A Serra do Corpo-Seco possui um grande potencial para se tornar Patrimônio Geomorfológico, tendo em vista o caráter de Geodiversidade que ela possui. Para ser considerada um Patrimônio Geomorfológico, ou um Geossítio, a Serra do Corpo-Seco deve conter alguns valores relacionados à Geodiversidade, estabelecidos pelo Serviço Geológico do Brasil – CPRM. Segundo este instituto, Geodiversidade é a

[...] natureza abiótica (meio físico) constituída por uma variedade de ambientes, fenômenos e processos geológicos que dão origem às paisagens, rochas, minerais, solos, águas, fósseis e outros depósitos superficiais que propiciam o desenvolvimento da vida na Terra, tendo como valores intrínsecos à cultura, o estético, o econômico, o científico, o educativo e o turístico. (CPRM, 2006, s.p.)

Segundo Miyazaki (2018, s.p.), “porções da Geodiversidade que apresentem valor recebem o nome de Geossítios e sua totalidade, Geopatrimônio”. Desta maneira, no intuito de buscar a preservação destes locais, deve se considerar alguns valores, como veremos na tabela abaixo.

QUADRO 03 -Tipo de valores para a classificação dos patrimônios

Tipo de Valor Conceito Exemplos

Valor Intrínseco ou

existencial

É um valor subjetivo, refere-se ao valor, por si só, do elemento da Geodiversidade.

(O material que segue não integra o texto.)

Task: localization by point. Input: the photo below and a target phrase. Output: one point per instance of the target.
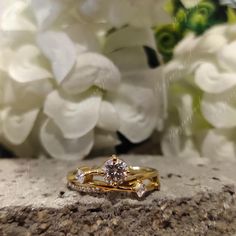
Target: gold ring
(114, 175)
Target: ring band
(114, 175)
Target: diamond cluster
(140, 189)
(80, 176)
(87, 189)
(115, 171)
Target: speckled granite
(197, 197)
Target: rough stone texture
(197, 197)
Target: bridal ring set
(114, 175)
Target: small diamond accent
(140, 189)
(115, 171)
(80, 176)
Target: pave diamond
(80, 176)
(115, 171)
(140, 189)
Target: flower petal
(13, 18)
(210, 80)
(46, 11)
(92, 69)
(227, 58)
(137, 107)
(60, 50)
(18, 124)
(24, 67)
(108, 118)
(104, 139)
(220, 109)
(74, 116)
(6, 55)
(62, 148)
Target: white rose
(202, 89)
(67, 87)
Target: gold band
(114, 175)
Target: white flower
(202, 90)
(67, 85)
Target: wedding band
(114, 175)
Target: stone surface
(197, 197)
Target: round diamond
(115, 171)
(80, 176)
(140, 189)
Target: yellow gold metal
(136, 179)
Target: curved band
(114, 175)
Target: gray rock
(197, 197)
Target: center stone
(115, 171)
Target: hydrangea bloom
(67, 85)
(202, 85)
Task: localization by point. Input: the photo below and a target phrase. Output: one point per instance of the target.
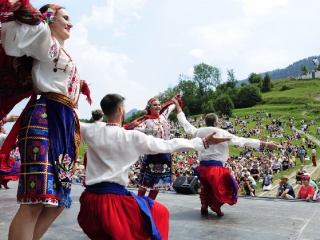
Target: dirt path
(314, 171)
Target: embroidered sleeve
(26, 13)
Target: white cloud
(258, 8)
(105, 71)
(116, 14)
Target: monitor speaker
(186, 185)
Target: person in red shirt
(306, 190)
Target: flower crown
(50, 14)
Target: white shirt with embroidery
(158, 127)
(111, 151)
(20, 39)
(220, 151)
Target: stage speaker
(186, 185)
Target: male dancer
(217, 185)
(108, 210)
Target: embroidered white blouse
(159, 127)
(20, 39)
(112, 150)
(220, 151)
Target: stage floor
(251, 218)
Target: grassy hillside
(300, 100)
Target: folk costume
(49, 133)
(155, 171)
(217, 184)
(108, 210)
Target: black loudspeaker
(186, 185)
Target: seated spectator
(299, 174)
(80, 176)
(245, 171)
(285, 164)
(316, 196)
(306, 190)
(254, 172)
(285, 190)
(312, 182)
(249, 185)
(276, 166)
(267, 180)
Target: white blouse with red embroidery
(53, 69)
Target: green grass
(301, 101)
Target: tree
(266, 84)
(232, 81)
(207, 77)
(189, 90)
(167, 94)
(224, 105)
(248, 96)
(207, 107)
(304, 69)
(255, 78)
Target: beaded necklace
(56, 60)
(112, 124)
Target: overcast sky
(138, 48)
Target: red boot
(217, 210)
(5, 183)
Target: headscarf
(151, 100)
(49, 15)
(305, 177)
(138, 121)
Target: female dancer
(49, 130)
(155, 171)
(9, 169)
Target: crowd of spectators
(251, 166)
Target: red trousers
(217, 187)
(112, 216)
(314, 160)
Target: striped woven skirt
(48, 146)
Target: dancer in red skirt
(217, 185)
(108, 210)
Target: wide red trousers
(217, 186)
(113, 216)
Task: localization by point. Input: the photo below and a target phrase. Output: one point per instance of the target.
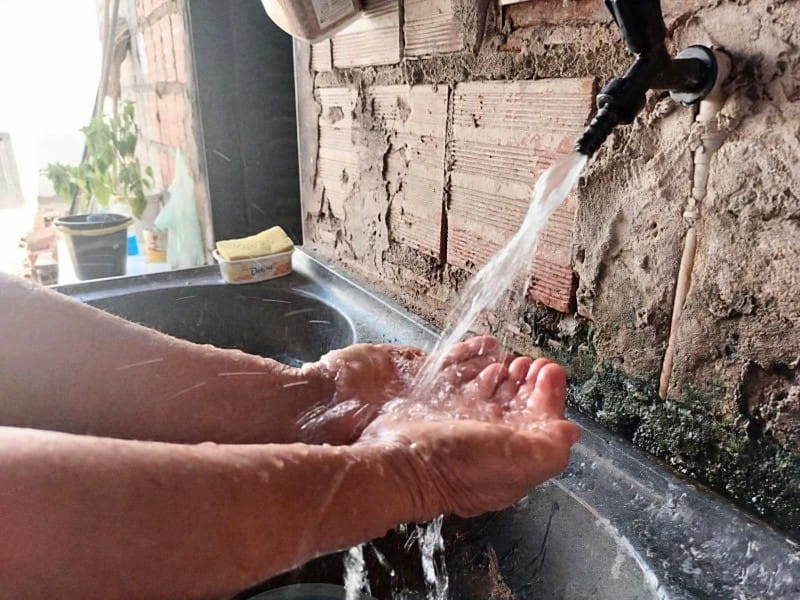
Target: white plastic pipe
(711, 140)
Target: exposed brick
(432, 28)
(165, 25)
(541, 12)
(504, 135)
(322, 56)
(416, 120)
(179, 48)
(337, 162)
(374, 39)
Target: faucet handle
(641, 23)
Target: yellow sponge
(271, 241)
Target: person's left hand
(367, 376)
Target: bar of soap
(271, 241)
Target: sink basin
(290, 326)
(616, 525)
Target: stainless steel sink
(290, 326)
(616, 525)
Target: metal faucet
(689, 77)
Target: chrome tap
(689, 76)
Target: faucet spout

A Serra do Corpo-Seco e toda sua Geodiversidade.

Valor Cultural

É o valor colocado pela sociedade devido ao seu significado cultural e comunitário;

A lenda do Corpo- Seco como valor cultural.

Valor estético

Valor qualitativo dado à atratividade visual do ambiente físico;

A visão ampla

oferecida pela Serra do Corpo- Seco, bem como a paisagem presente nela.

Valor Econômico

Refere-se à possibilidade de uso dos elementos da geodiversidade pela sociedade;

O valor turístico, embora na Serra do Corpo-seco não há atualmente esse empenho.

Valor Funcional

É relacionado à função que a geodiversidade pode ter no seu contexto natural e com o seu valor no suporte dos sistemas físicos e ecológicos

Preservar a fauna e a flora do Cerrado, neste caso.

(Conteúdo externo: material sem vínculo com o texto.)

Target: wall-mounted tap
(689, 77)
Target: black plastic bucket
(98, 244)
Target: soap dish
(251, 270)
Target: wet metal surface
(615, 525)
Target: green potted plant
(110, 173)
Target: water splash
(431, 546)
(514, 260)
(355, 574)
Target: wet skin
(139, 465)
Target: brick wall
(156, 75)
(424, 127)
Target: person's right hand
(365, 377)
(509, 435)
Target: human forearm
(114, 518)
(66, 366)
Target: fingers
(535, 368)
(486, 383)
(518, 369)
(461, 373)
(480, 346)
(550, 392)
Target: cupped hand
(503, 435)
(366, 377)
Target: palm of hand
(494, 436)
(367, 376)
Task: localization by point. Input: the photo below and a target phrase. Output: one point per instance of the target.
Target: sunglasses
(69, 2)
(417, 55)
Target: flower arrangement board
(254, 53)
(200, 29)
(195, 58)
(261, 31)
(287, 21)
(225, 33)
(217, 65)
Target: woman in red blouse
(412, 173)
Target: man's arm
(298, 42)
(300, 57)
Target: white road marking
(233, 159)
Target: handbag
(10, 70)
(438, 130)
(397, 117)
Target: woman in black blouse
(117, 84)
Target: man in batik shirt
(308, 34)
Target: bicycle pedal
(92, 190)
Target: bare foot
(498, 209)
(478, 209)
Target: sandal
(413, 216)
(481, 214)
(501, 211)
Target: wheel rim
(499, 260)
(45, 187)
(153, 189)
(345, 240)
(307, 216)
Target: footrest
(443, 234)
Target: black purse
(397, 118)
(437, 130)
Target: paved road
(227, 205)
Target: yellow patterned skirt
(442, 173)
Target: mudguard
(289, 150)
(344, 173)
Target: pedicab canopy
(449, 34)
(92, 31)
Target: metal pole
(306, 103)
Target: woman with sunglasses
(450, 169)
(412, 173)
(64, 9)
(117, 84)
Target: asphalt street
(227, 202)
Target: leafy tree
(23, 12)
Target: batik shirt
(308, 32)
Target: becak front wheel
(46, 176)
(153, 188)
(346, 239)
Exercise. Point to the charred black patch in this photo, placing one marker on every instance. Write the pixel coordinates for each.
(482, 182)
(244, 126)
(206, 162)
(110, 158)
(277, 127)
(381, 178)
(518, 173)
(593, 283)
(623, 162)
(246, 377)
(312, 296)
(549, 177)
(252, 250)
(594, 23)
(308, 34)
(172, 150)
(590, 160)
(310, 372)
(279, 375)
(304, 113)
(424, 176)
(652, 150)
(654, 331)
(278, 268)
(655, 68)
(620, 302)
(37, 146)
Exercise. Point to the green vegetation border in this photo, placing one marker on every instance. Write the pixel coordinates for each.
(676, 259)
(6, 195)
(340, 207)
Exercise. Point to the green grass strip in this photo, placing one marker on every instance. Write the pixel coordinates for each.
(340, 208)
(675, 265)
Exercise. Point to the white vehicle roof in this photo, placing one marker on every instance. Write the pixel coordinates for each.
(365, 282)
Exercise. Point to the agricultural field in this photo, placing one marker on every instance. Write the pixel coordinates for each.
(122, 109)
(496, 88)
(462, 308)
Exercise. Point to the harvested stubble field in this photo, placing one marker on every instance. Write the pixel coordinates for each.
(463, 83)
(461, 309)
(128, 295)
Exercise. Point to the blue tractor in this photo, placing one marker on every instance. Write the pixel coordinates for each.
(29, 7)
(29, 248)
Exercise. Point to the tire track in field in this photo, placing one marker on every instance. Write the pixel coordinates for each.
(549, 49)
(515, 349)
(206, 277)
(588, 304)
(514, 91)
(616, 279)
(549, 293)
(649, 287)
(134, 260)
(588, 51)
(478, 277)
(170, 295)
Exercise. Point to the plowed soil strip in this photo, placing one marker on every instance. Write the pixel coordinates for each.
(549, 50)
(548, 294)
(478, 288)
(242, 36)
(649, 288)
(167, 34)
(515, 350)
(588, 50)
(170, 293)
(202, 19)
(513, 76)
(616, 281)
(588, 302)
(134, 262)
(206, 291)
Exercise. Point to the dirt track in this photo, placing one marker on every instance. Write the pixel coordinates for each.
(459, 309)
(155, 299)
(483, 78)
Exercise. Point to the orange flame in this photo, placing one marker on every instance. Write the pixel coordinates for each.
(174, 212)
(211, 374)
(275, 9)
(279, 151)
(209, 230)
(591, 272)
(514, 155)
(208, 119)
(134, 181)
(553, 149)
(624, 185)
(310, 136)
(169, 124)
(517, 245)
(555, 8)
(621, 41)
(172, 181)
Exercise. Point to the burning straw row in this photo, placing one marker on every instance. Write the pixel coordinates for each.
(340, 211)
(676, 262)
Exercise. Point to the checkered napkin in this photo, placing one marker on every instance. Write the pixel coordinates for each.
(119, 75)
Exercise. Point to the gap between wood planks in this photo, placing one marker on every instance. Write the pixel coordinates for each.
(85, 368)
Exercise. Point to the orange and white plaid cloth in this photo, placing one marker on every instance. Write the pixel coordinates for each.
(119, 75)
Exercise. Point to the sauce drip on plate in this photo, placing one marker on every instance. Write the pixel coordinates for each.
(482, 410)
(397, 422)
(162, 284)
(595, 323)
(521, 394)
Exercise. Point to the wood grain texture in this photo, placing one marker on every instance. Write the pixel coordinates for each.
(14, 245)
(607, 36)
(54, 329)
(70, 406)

Valor científico e educativo

É relacionado a importância da geodiversidade para a investigação científica e para a educação em Ciências da Terra.

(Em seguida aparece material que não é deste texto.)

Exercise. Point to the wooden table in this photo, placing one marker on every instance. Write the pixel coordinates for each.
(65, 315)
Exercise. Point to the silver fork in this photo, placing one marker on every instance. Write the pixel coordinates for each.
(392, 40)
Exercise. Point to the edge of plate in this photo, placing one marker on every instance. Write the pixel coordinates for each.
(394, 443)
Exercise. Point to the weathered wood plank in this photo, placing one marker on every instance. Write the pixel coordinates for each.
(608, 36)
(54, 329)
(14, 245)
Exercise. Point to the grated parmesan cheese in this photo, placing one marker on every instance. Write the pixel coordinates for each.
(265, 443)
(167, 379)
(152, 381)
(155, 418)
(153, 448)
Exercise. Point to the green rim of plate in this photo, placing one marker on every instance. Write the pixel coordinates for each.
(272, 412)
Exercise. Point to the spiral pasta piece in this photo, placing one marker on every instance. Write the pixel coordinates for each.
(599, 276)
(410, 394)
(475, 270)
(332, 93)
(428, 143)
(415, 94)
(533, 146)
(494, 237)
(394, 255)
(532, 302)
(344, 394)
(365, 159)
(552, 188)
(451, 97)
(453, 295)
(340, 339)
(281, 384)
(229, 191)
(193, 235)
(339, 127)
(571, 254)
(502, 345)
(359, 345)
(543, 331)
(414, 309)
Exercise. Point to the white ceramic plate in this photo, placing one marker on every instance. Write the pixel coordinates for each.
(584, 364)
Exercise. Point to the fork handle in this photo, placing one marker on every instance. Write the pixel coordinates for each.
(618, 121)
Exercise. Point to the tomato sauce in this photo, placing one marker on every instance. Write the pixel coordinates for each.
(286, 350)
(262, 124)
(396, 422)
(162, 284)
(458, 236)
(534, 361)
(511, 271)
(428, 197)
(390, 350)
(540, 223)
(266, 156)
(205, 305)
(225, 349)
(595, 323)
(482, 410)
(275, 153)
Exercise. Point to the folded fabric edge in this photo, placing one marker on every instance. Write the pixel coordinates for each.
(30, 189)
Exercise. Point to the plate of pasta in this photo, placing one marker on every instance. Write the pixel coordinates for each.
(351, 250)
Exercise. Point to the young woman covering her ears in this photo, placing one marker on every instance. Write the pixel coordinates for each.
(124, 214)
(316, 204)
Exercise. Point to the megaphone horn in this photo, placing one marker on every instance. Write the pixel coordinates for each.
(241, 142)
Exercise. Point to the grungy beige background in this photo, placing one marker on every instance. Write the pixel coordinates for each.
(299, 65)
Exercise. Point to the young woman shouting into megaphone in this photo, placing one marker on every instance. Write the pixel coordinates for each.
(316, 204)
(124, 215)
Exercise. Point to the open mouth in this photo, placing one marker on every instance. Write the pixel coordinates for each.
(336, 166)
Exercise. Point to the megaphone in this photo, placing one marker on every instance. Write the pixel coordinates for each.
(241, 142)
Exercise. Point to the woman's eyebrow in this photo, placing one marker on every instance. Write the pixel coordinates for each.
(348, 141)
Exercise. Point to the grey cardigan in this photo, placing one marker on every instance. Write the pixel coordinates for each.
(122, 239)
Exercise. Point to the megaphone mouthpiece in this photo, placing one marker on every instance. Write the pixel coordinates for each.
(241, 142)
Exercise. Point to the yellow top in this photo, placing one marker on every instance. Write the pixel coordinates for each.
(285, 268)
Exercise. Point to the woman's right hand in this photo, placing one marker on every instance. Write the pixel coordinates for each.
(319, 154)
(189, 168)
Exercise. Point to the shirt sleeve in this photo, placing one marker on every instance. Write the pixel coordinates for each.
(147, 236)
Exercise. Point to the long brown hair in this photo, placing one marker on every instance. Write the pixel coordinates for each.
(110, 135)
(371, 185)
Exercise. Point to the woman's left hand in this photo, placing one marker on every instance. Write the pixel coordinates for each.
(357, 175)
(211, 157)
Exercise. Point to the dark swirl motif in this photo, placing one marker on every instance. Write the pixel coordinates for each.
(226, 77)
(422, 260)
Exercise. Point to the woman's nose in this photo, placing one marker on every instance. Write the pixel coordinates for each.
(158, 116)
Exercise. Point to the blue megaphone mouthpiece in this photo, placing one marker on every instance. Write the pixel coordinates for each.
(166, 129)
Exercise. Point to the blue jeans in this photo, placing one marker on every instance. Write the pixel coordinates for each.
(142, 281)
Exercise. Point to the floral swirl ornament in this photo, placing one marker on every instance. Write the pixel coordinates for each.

Tendo em vista o potencial educacional que a cidade de Ituiutaba oferece, esse é um dos principais valores a serem considerados.

Fonte: MIYAZAKI, 2018 Org: Wolf, 2019

A Serra do Corpo-Seco apresenta uma paisagem características do Cerrado, cuja vegetação é rasteira e as árvores apresentam uma certa tortuosidade, trazendo um clima sombrio e propício à criação de lendas (FIGURA 06).

FIGURA 06 – Fisiologia do Cerrado como valor estético

Fonte: WOLF, 2019

A Serra conta ainda com uma vista privilegiada do horizonte, na qual podemos ver outros relevos residuais, como os Morros do Estande e São Vicente, a Serra do Saltador, o Morro da Bocaína e a Serra da Aldeia, local onde está instalada a granja de porcos Mendonça, como é popularmente conhecido (PORTUGUEZ, 2018) (Figura 07)

FIGURA 07 – Vista panorâmica da Serra do Corpo-Seco, Ituiutaba, Minas Gerais

O valor cultural, neste caso, é explicitado em forma de lenda. A Lenda do Corpo-Seco é a principal lenda da região, e o fato do município de Ituiutaba conter uma serra com seu nome, justifica a preservação dos valores culturais dessa região. Ainda no contexto cultural, a preservação da Serra do Corpo-Seco como um patrimônio de valor religioso (Figura 08) se faz necessário, tendo em vista que

A Serra do Corpo Seco é também o palco para diversas manifestações religiosas, principalmente, as afro-brasileiras. Isso decorre do fato de que, para essas religiões, a natureza representa a materialização do divino, sendo o palco, o altar da adoração espiritual, existindo, inclusive, locais específicos para devoção dos Orixás (PORTUGUEZ, 2015, apud MIYAZAKI, 2018).

FIGURA 08 – Representações religiosas na Serra do Corpo-Seco

Fonte: WOLF, 2019

Contudo, a Serra do Corpo-Seco possui diversos valores que a possibilitam tornar um Patrimônio Geomorfológico, consequentemente, a Serra poderia ser utilizada como ponto turístico da cidade de Ituiutaba e região. Um outro fator que há de considerarmos é seu aspecto sombrio, medonho e assustador, sendo assim um potencial a ser desenvolvido tanto para o turismo, quanto para os estudos psicológicos sobre o terror.